Converts 4D image \((m, N_c, N_h, N_w)\) to a 2D array of shape \((m, N_c \times N_h \times N_w)\) so that it can be sent to the Dense layer

class Flatten:

    def __init__(self):
        pass

    def forward(self, X):
        self.m, self.Nc, self.Nh, self.Nw = X.shape
        X_flat = X.reshape((self.m, self.Nc * self.Nh * self.Nw))
        return X_flat
     
    def backpropagation(self, dZ):
        dX = dZ.reshape((self.m, self.Nc, self.Nh, self.Nw))
        return dX
    
    def get_dimensions(self, input_shape):
        
        if len(input_shape)==4:
            self.m, self.Nc, self.Nh, self.Nw = input_shape
        elif len(input_shape)==3:
            self.Nc, self.Nh, self.Nw = input_shape
        
        self.output_shape = self.Nc * self.Nh * self.Nw

CNN#

This class finally contains the compile, summary, fit, predict, etc methods for executing our CNN model. Apart from network_architecture, summary and initialize_parameters all other functions are almost same to that of the functions used in MLP model

class CNN:

    def __init__(self, layers=None):
        '''
        This is a sequential CNN model
        '''
        if layers is None:
            self.layers = []
        else:
            self.layers = layers
        self.network_architecture_called = False

    def add(self, layer):
        # adds a layer to CNN model
        self.layers.append(layer)

    def Input(self, input_shape):
        self.d = input_shape
        self.architecture = [self.d] # output architecture
        self.layer_name = ["Input"]
    
    def network_architecture(self):
        for layer in self.layers:
            if layer.__class__.__name__=='Conv2D':
                if layer.input_shape_x is not None:
                    self.Input(layer.input_shape_x)
                layer.get_dimensions(self.architecture[-1])
                self.architecture.append(layer.output_shape)
                self.layer_name.append(layer.__class__.__name__)
            elif layer.__class__.__name__ in ['Flatten', 'Pooling2D']:
                layer.get_dimensions(self.architecture[-1])
                self.architecture.append(layer.output_shape)
                self.layer_name.append(layer.__class__.__name__)
            elif layer.__class__.__name__=='Dense':
                self.architecture.append(layer.neurons)
                self.layer_name.append(layer.__class__.__name__)
            else:
                self.architecture.append(self.architecture[-1])
                self.layer_name.append(layer.__class__.__name__)

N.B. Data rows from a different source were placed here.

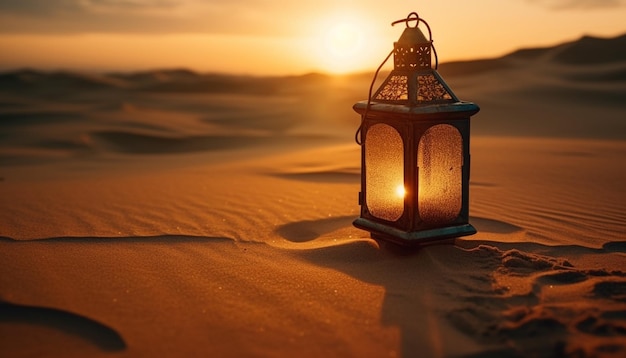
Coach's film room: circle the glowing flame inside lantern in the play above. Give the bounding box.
[395,185,406,198]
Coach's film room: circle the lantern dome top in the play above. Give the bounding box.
[363,12,469,108]
[353,12,479,145]
[397,26,430,45]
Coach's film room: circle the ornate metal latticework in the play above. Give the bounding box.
[394,44,431,69]
[375,75,408,101]
[417,74,452,102]
[371,12,457,106]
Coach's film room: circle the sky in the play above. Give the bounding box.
[0,0,625,75]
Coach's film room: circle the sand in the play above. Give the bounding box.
[1,34,626,357]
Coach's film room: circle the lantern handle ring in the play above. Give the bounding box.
[391,12,434,44]
[391,12,420,29]
[354,47,393,145]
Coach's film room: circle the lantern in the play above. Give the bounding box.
[353,12,479,246]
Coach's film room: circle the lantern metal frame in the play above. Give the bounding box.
[353,12,479,246]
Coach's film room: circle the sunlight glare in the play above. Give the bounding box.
[320,20,365,73]
[325,22,363,59]
[307,12,385,74]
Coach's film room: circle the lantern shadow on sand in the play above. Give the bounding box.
[353,12,480,246]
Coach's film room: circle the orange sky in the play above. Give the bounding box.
[0,0,625,75]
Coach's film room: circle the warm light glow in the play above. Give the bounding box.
[306,11,386,74]
[365,123,404,222]
[395,185,406,198]
[418,125,463,225]
[0,3,624,74]
[324,22,363,60]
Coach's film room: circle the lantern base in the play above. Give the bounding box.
[353,218,476,246]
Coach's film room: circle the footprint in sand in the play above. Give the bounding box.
[275,215,357,243]
[0,301,125,353]
[447,242,626,357]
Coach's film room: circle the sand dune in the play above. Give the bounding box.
[1,34,626,357]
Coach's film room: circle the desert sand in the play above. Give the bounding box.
[1,34,625,357]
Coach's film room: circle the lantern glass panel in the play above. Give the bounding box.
[365,123,404,221]
[417,124,462,225]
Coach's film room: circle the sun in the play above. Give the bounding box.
[319,20,366,74]
[324,22,363,60]
[305,13,379,74]
[302,11,388,74]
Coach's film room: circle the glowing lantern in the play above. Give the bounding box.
[353,12,479,245]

        self.layers = [layer for layer in self.layers if layer is not None]
        try:
            idx = model.layer_name.index("NoneType")
            del model.layer_name[idx]
            del model.architecture[idx]
        except:
            pass

    def summary(self):
        if self.network_architecture_called==False:
            self.network_architecture()
            self.network_architecture_called = True
        len_assigned = [45, 26, 15]
        count = {'Dense': 1, 'Activation': 1, 'Input': 1,
                'BatchNormalization': 1, 'Dropout': 1, 'Conv2D': 1,
                'Pooling2D': 1, 'Flatten': 1}

        col_names = ['Layer (type)', 'Output Shape', '# of Parameters']

        print("Model: CNN")
        print('-'*sum(len_assigned))

        text = ''
        for i in range(3):
            text += col_names[i] + ' '*(len_assigned[i]-len(col_names[i]))
        print(text)

        print('='*sum(len_assigned))

        total_params = 0
        trainable_params = 0
        non_trainable_params = 0

        for i in range(len(self.layer_name)):
            # layer name
            layer_name = self.layer_name[i]
            name = layer_name.lower() + '_' + str(count[layer_name]) + ' ' + '(' + layer_name + ')'
            count[layer_name] += 1

            # output shape
            try:
                out = '(None, ' 
                for n in range(len(model.architecture[i])-1):
                    out += str(model.architecture[i][n]) + ', '
                out += str(model.architecture[i][-1]) + ')'
            except:
                out = '(None, ' + str(self.architecture[i]) + ')'

            # number of params
            if layer_name=='Dense':
                h0 = self.architecture[i-1]
                h1 = self.architecture[i]
                if self.layers[i-1].use_bias:
                    params = h0*h1 + h1
                else:
                    params = h0*h1
                total_params += params
                trainable_params += params
            elif layer_name=='BatchNormalization':
                h = self.architecture[i]
                params = 4*h
                trainable_params += 2*h
                non_trainable_params += 2*h
                total_params += params
            elif layer_name=='Conv2D':
                layer = self.layers[i-1]
                if layer.use_bias:
                    add_b = 1
                else:
                    add_b = 0
                params = ((layer.Nc * layer.Kh * layer.Kw) + add_b) * layer.F
                trainable_params += params
                total_params += params
            else:
                # Pooling, Dropout, Flatten, Input
                params = 0
            names = [name, out, str(params)]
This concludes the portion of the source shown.